I arbitrarily assigned weights for the five stocks in my portfolio
At this stage, there is no science behind assigning weights. This part will be discussed in greater detail at a later stage of the module.
Next, calculate the weighted average deviation. The weighted standard deviation simply refers to the stock's weight multiplied with its standard deviation. Cipla's standard deviation, for example, is 1.49%. Therefore, its weighted average deviation would be 0.1%.
These are the weights of the 5 stocks in the portfolio.
image 12
Please note that the total weight must equal 100%.. This means that the sum of all the weights in stock should equal 100%.
This stage contains all of the components required to calculate the "Portfolio Variance". Below is the formula for calculating Portfolio Variance.
Portfolio Variance = Sqrt (Transpose (Wt.SD) multiplied by Correlation Matrix multiplied by Wt. SD
Where?
Wt.SD stands for weights standard deviation array.
The above formula will be implemented in three steps.
Let's move on and solve the portfolio variance problem in the same order.
I will create a row matrix called "M1" with five elements.
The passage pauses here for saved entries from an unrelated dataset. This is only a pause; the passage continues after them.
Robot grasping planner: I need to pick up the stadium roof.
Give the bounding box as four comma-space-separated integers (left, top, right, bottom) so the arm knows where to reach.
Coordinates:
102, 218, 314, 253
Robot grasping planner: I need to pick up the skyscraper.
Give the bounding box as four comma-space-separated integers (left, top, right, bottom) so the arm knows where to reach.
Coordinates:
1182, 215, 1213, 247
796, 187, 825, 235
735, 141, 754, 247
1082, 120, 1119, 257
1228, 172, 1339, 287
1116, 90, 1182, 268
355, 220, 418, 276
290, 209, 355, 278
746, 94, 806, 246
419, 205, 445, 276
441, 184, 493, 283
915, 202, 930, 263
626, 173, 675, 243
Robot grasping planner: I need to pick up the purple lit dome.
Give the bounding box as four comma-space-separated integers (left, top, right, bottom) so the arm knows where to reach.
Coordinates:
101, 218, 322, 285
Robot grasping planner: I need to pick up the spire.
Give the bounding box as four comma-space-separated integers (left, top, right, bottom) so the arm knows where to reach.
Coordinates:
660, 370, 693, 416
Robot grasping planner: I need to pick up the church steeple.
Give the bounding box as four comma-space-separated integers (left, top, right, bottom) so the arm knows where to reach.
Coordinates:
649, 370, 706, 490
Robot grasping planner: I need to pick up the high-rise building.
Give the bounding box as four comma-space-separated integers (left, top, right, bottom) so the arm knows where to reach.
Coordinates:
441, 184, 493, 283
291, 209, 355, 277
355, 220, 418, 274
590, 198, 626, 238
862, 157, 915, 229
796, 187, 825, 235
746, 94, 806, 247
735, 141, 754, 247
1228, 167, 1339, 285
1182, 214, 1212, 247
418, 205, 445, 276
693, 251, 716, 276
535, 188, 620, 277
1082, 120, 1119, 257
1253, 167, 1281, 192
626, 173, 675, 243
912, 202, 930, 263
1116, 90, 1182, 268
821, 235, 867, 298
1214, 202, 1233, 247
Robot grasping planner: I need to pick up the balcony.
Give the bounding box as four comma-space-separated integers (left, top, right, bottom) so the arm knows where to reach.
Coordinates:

This matrix will contain the product from the Transpose Wt.SD and the correlation matrix.
image 13
You will need to select the empty array space, and simultaneously hold the ctrl+shift+enter keys.
Now we create a second value, 'M2'. It contains M1's product and the weighted standard deviation.
image 14
The value of M2 is 0.000123542. The square root of this value, , is the portfolio variance.
image 15
The above operation returns 1.11%. is the portfolio variance for the 5 stocks.
Hee! It's so good!
This is exhausting. Let's take a break and figure out what the next chapter will look like.